VideoBadminton: A Video Dataset for Badminton Action Recognition

Qi Li,Tzu-Chen Chiu,Hsiang-Wei Huang,Min-Te Sun,Wei-Shinn Ku
2024-03-19
Abstract:In the dynamic and evolving field of computer vision, action recognition has become a key focus, especially with the advent of sophisticated methodologies like Convolutional Neural Networks (CNNs), Convolutional 3D, Transformer, and spatial-temporal feature fusion. These technologies have shown promising results on well-established benchmarks but face unique challenges in real-world applications, particularly in sports analysis, where the precise decomposition of activities and the distinction of subtly different actions are crucial. Existing datasets like UCF101, HMDB51, and Kinetics have offered a diverse range of video data for various scenarios. However, there's an increasing need for fine-grained video datasets that capture detailed categorizations and nuances within broader action categories. In this paper, we introduce the VideoBadminton dataset derived from high-quality badminton footage. Through an exhaustive evaluation of leading methodologies on this dataset, this study aims to advance the field of action recognition, particularly in badminton sports. The introduction of VideoBadminton could not only serve for badminton action recognition but also provide a dataset for recognizing fine-grained actions. The insights gained from these evaluations are expected to catalyze further research in action comprehension, especially within sports contexts.

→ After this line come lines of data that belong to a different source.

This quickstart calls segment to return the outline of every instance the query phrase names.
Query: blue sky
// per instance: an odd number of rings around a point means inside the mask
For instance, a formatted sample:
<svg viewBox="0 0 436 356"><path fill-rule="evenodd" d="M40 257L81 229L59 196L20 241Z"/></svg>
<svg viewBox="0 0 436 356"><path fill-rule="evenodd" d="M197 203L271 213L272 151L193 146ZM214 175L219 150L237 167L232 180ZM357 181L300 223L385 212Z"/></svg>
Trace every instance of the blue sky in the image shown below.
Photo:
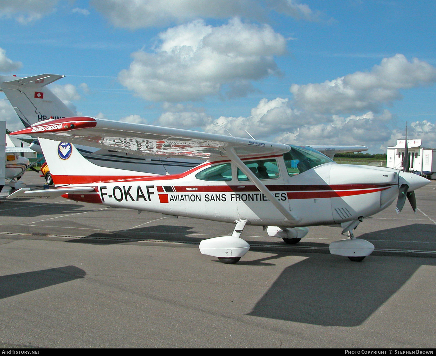
<svg viewBox="0 0 436 356"><path fill-rule="evenodd" d="M0 1L0 71L67 76L52 89L84 115L374 153L407 121L409 136L436 147L435 7ZM7 104L0 112L19 128Z"/></svg>

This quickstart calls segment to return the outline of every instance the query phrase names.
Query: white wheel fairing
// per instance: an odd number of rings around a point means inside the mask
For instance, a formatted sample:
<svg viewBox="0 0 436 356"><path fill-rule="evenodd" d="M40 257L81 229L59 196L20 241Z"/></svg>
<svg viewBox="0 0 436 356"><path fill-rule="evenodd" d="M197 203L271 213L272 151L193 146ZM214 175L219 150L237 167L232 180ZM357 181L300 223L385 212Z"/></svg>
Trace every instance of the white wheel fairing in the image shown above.
<svg viewBox="0 0 436 356"><path fill-rule="evenodd" d="M369 256L374 251L374 245L369 241L362 239L349 239L332 242L329 250L332 254L346 257L361 257Z"/></svg>
<svg viewBox="0 0 436 356"><path fill-rule="evenodd" d="M250 249L250 245L239 237L220 236L202 240L199 248L202 254L214 257L242 257Z"/></svg>

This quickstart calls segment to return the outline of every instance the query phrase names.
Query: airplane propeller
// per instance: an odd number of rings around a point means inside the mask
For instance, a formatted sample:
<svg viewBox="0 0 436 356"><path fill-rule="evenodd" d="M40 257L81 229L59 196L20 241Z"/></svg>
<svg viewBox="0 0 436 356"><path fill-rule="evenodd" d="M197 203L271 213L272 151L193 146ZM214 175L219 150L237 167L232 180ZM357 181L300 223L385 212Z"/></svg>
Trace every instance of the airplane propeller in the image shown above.
<svg viewBox="0 0 436 356"><path fill-rule="evenodd" d="M415 189L417 189L418 188L423 186L422 183L424 181L427 181L427 180L423 177L409 172L407 122L406 122L405 142L405 147L404 149L404 159L403 160L403 171L400 172L399 173L398 183L399 185L400 184L401 185L400 185L399 189L397 206L395 208L395 211L397 215L400 214L403 207L404 206L406 198L408 199L409 203L410 203L413 212L416 212L416 197L415 197L414 191ZM411 191L409 191L411 188L412 188L412 190Z"/></svg>

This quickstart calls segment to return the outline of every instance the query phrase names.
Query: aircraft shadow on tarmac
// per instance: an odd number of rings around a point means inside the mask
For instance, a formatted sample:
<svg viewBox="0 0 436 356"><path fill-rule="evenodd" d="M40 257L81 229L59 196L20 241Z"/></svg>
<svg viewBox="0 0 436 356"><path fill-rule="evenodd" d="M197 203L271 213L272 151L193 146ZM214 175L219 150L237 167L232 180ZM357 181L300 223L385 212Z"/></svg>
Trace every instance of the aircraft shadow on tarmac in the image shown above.
<svg viewBox="0 0 436 356"><path fill-rule="evenodd" d="M373 242L377 240L396 241L419 241L436 242L436 225L429 224L413 224L399 227L386 229L373 232L364 234L358 238L371 240ZM376 243L376 242L375 243ZM401 243L396 244L401 248ZM423 247L425 245L422 245ZM434 246L433 245L433 248ZM375 247L376 248L377 246Z"/></svg>
<svg viewBox="0 0 436 356"><path fill-rule="evenodd" d="M0 299L83 278L86 274L75 266L66 266L0 276Z"/></svg>
<svg viewBox="0 0 436 356"><path fill-rule="evenodd" d="M159 225L112 232L94 233L83 238L68 240L68 242L107 244L122 244L132 240L199 242L203 239L187 236L198 232L193 229L189 226Z"/></svg>
<svg viewBox="0 0 436 356"><path fill-rule="evenodd" d="M371 260L370 256L358 263L325 256L311 254L285 268L248 315L324 326L358 326L422 264L421 258ZM425 264L436 261L427 258Z"/></svg>

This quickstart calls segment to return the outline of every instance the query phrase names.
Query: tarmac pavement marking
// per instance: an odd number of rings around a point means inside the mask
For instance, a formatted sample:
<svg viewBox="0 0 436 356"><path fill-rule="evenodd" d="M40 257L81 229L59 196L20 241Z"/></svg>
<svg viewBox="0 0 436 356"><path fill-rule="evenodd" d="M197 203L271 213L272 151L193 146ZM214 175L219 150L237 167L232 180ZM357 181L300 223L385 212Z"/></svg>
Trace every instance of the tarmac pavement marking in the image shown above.
<svg viewBox="0 0 436 356"><path fill-rule="evenodd" d="M431 220L433 223L434 223L435 224L436 224L436 221L435 221L434 220L433 220L433 219L432 219L428 215L427 215L427 214L426 214L425 213L424 213L423 211L422 211L422 210L420 209L419 209L419 208L416 208L416 209L418 210L419 210L419 211L420 211L421 213L422 213L424 215L425 215L428 218L429 218L429 219L430 219L430 220Z"/></svg>
<svg viewBox="0 0 436 356"><path fill-rule="evenodd" d="M30 225L30 224L35 224L36 223L41 223L42 222L42 221L46 221L48 220L51 220L53 219L58 219L58 218L59 217L66 217L67 216L72 216L72 215L78 215L79 214L85 214L86 213L90 213L92 211L99 211L101 210L105 210L106 209L107 209L107 208L102 208L102 209L95 209L94 210L88 210L86 211L82 211L80 213L75 213L74 214L67 214L66 215L61 215L60 216L55 216L54 217L50 217L48 219L44 219L42 220L38 220L37 221L34 221L33 222L27 223L26 224L17 224L17 225L19 225L20 226L23 225Z"/></svg>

Computer Vision and Pattern Recognition
What problem does this paper attempt to address?
This paper introduces a video dataset called VideoBadminton, specifically designed for badminton action recognition. With the continuous development of computer vision, especially the application of deep learning, 3D convolutional networks, Transformers, and other technologies, progress has been made in some benchmark tests. However, challenges still exist in real-world sports analysis, such as accurate activity decomposition and fine-grained action distinction. Existing video datasets such as UCF101, HMDB51, and Kinetics provide diverse scenes, but the demand for recognizing fine-grained actions is increasing. The VideoBadminton dataset consists of high-quality badminton match videos and aims to advance action recognition research, particularly in the field of badminton. This dataset is not only suitable for badminton action recognition but also provides data for identifying fine-grained actions. Insights gained from the evaluation of these approaches can promote further research on action understanding, especially in sports contexts. The paper provides a detailed description of the dataset creation process, including recording, preprocessing, manual annotation, and expert verification. Compared to other datasets, VideoBadminton includes 18 badminton action categories, totaling 7,822 segments and covering 145 minutes of self-recorded videos. It provides detailed annotations of player positions and badminton trajectories, making it the most comprehensive dataset for badminton video analysis. In addition, the paper discusses existing action recognition models, from basic models based on CNN and RNN to more complex models such as 3D CNN and Transformers. The introduction of the VideoBadminton dataset provides a new benchmark for these models to test their performance and applicability in badminton action recognition. Overall, the main goal of this paper is to promote research in badminton action recognition through the creation and evaluation of the VideoBadminton dataset, providing valuable data resources for finer-grained action recognition.